Over the last few years, multiple media sources have published pieces making allegations that the CIA’s asset-handling methodologies were responsible for the compromise of assets. Assets who had entrusted their security to the Agency and were providing unique and valued intelligence via a means of covert communications or COVCOM designed to protect both their identity from compromise. Covert communications are essential to HUMINT missions for the CIA. But they can also be a nightmare when things aren’t secure.
CIA publicly criticized
Two recent pieces, one from Reuters discusses the alleged compromise of Iranian assets, and the second, from Project Brazen, a Brush Pass piece, discusses the compromise of assets in China and Iran. Both pieces take the Agency to task. Neither piece is laudatory towards the United State’s flagship intelligence agency. Both make the case that poor operational security and processes in the use of communications methodologies allowed for adversaries of the United States, in this case, China and Iran, to dissect, analyze, and ultimately, find and neutralize the CIA’s assets.
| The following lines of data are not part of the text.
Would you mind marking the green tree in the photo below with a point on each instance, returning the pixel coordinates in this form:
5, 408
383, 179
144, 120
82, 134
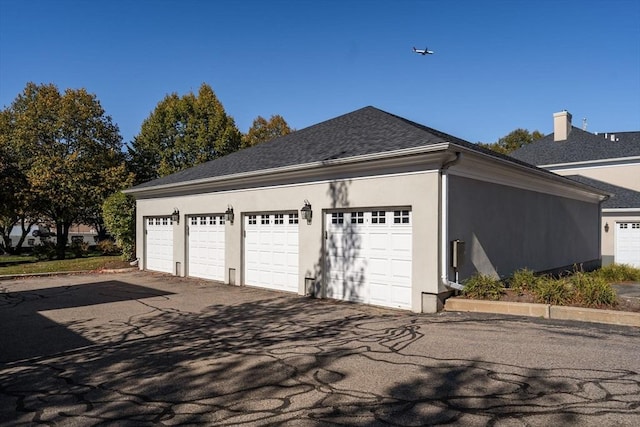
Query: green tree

The CIA spokesperson, Tammy Kupperman Thorp, told Reuters, “CIA takes its obligations to protect the people that work with us very seriously and we know that many do so bravely at great personal risk. The notion that CIA would not work as hard as possible to safeguard them is false.”
The Reuters piece details the technological cookie-cutter nature of the system in question, based on the publicly available information (also detailed by Reuters) websites were purchased in bulk, layout (themes) were similar, and went well beyond just China and Iran, to include “… at least 20 countries, among them China, Brazil, Russia, Thailand, and Ghana” said analysts at Citizen Lab.
In the world of espionage, asset security is basic table-stakes for every intelligence organization. If one can’t keep their asset secure and their collaboration secret, one tends to not be able to recruit assets downstream. In other words, the two aforementioned pieces describe what one might consider a “self-inflicted” wound. The HUMINT (human intelligence) officer who is ultimately the one responsible for the care and safety of the asset, has to trust that those creating COVCOM systems are not using a conveyor belt, cookie-cutter methodology, and the axiom of “use once and only once” is adhered.
And therein lies the rub. One-off development of such systems doesn’t scale, and the cost, for many intelligence organizations, including those of the United States, would be prohibitive. Yet when viewed through the lens of an asset’s well-being, the cost-benefit analysis adjusts considerably. Ultimately, the HUMINT handler is responsible for ensuring the tools they choose or are directed to use are secure.
In the instance described in these two pieces, the security of a given contact, no matter where they were in the lifecycle of engagement (contact, development, recruited, established, or terminated) carried with it a risk of compromise completely outside of the operational control of the responsible officer – the handler. Now does this mean that the COVCOM systems were ultimately responsible for the alleged compromise, no it doesn’t. There are myriad actions by either the asset or handler that could have also caused the compromise. What we do learn from Reuter’s display of the inner workings is that this system had the potential to provide a counterintelligence or counterespionage entity a leg up in identifying an individual who was in contact with an intelligence entity.
What this means, unfortunately, is that the next intelligence officer to make an entrée to an Iranian, Chinese, or any targeted foreign national with access to information of interest to the policymakers of the United States will be faced with some very difficult questions, especially if the means of communications are to be virtual and utilize the internet.